A simple rule when dealing with odd statements is actions to serve one at the expense of others. They don’t get it; they are thinking about something else. Those with empathy for others require education on the full spectrum of human behaviour to not have their good intentions taken for a ride, a rollercoaster ride or a contained space. The reminder: gaslighted constantly with the silent treatment in rotation (unstable, wants something not balanced), abuse cycles, rage, deception statements, fraud, deflection, projection, blameshifting shame, noting people drained around a deceptive charming person with a second narrative or facade, consider this:
What some say and do at a certain time. What someone doesn’t say and do at a certain time. And the third element is what should be happening. For Those with empathy for others, many actions and statements are off-limits. Certain deceptive opportunist that takes information and uses it for gain might just be getting two groups to argue while they step back, or they could be deflecting away while they do the exact thing they claim is happening to them while using many from various angles to cover up on their behalf. The hurt they want to project comes from a place not seen at first, as they need a mask. Find real people, it will be like breathing fresh air instead of smelling deception that is being conditioned to smell of roses. Everything is on display when you have the right people in your life; the change will lift everything suppressed in a design to serve a damaged feedback loop hidden in plain sight… or is it?

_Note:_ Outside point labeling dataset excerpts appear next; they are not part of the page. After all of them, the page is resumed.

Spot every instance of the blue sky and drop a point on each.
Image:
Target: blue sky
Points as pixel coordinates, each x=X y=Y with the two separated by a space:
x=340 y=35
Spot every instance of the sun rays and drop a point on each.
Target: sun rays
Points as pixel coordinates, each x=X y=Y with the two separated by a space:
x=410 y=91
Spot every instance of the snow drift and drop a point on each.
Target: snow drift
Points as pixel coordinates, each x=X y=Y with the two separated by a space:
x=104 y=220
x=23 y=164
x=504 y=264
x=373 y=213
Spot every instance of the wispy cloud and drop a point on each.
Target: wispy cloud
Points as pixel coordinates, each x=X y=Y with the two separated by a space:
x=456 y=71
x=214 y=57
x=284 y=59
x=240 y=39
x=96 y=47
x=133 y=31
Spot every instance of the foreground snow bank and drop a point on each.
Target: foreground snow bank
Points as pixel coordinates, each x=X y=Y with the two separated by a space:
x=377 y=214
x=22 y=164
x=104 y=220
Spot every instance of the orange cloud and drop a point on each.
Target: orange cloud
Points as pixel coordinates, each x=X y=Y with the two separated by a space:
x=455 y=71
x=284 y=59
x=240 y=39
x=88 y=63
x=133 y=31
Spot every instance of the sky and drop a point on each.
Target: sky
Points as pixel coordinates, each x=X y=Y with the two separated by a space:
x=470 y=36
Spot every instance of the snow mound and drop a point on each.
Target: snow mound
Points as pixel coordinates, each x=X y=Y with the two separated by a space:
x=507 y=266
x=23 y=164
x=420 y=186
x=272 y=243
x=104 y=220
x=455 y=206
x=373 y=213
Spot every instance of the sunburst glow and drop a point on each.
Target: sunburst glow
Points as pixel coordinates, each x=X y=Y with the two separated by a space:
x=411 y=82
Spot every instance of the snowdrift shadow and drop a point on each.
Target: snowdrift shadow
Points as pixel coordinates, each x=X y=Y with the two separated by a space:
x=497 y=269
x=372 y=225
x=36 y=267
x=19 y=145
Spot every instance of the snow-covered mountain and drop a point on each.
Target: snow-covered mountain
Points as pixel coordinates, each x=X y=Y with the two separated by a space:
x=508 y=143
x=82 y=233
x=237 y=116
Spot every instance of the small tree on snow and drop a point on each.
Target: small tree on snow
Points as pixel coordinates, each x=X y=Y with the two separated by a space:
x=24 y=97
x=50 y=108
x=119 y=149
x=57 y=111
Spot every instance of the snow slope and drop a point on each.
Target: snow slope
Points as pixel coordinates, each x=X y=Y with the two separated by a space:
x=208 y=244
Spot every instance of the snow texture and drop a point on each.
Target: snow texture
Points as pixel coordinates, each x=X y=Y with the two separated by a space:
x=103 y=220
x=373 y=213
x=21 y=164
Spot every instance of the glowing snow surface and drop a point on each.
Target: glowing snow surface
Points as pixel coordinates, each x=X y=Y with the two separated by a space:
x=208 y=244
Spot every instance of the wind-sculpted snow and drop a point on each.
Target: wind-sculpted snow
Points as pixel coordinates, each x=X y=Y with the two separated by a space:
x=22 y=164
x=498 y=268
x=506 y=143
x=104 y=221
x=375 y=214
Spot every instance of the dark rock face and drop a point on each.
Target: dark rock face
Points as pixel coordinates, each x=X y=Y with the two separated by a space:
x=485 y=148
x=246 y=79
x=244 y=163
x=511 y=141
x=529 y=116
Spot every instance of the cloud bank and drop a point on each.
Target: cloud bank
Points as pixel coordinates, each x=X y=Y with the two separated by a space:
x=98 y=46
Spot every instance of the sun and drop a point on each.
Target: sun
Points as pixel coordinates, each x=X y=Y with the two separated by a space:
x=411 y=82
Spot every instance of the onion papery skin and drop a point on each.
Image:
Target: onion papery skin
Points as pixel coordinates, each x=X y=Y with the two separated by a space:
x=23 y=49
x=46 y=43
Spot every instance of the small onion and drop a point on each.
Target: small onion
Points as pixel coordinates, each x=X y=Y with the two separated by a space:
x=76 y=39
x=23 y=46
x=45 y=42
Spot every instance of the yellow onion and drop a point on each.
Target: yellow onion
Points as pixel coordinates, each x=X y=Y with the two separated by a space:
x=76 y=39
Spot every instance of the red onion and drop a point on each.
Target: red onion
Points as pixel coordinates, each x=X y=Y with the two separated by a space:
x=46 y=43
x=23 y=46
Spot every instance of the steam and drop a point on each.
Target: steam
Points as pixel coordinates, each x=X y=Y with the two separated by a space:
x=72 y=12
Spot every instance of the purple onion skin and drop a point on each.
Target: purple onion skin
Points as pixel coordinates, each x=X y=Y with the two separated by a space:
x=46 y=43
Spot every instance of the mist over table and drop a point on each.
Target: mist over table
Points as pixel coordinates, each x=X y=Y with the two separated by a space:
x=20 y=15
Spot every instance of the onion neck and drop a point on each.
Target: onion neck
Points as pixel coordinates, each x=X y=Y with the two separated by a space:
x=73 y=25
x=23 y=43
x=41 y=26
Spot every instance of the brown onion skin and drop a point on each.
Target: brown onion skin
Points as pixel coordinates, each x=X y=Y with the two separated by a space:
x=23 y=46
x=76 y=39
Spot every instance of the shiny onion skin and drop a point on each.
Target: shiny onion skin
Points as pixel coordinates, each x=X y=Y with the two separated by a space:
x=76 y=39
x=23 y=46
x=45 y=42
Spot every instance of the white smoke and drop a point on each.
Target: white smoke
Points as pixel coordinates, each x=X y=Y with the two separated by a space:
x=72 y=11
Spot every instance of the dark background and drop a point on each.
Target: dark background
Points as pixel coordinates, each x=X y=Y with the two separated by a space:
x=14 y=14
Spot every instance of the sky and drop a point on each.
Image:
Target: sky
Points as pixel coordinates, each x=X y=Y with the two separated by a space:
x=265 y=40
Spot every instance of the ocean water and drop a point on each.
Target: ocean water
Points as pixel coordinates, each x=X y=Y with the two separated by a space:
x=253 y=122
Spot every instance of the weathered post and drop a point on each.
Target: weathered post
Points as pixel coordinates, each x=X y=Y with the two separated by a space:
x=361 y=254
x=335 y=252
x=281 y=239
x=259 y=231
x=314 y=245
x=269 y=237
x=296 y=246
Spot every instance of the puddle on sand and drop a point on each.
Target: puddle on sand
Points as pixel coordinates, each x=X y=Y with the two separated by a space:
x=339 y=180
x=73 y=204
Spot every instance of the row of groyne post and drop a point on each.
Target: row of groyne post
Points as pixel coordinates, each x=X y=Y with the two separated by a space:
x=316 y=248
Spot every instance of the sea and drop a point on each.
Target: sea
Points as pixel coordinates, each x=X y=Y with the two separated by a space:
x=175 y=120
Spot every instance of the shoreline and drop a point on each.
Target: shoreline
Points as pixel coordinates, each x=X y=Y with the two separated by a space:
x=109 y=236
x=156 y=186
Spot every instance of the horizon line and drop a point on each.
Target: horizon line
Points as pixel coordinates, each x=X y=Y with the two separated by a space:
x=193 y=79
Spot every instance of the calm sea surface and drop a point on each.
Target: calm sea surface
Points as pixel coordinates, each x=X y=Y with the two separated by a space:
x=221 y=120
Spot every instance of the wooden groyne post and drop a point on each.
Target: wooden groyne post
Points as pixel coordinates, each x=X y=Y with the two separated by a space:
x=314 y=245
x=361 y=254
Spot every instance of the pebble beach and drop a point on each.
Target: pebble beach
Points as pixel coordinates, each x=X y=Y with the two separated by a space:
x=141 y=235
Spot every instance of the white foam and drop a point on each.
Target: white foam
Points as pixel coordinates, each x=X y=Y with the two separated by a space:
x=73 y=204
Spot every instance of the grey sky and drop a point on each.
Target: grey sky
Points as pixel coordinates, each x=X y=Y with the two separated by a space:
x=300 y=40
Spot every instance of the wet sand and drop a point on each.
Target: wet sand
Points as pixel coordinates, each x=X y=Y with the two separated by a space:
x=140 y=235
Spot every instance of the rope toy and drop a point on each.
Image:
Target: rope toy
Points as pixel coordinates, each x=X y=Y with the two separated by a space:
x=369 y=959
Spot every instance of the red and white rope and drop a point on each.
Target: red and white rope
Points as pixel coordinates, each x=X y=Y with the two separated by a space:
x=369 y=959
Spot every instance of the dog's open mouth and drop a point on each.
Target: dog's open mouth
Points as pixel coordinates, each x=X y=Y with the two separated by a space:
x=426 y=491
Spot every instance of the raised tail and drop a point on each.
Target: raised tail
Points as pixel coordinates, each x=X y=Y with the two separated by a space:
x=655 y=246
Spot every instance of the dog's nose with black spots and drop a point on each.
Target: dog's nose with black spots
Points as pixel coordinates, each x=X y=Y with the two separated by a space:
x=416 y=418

There are a number of ways to expose a deceptive person beyond them exposing themselves to those educated. If you know why they are deceptive and abusive and cover it up, look at their inside, the bit they can’t do themselves. Swap the false self-construct mirror for a reality check, but reality needs good people to get on with their lives, knowing there are eight billion and not everyone wants to hide in an abusive facade with control issues trying to hide. Who wants to hide? How will life be radiated? How will the soul find its true purpose? How will achievement and goals be achieved without the all-important truth that allows people to find greatness? When people realize deception, people expose themselves and don’t become a carbon copy, carry on the abuse cycle, find growth and do something else… something else happens… something always happens, as there is a little thing called cause and effect. Pattern behaviour is a person never learning. That puts everyone else at a seriously huge advantage over a deceptive person… that’s what they don’t want you to know… they are very flawed. The obvious link is how could various forms of deception and abuse be anything other and flawed, and where does that come from? The internal agenda trying to offer a second narrative directly or indirectly, to keep the hidden something… hidden, really? It is really hidden?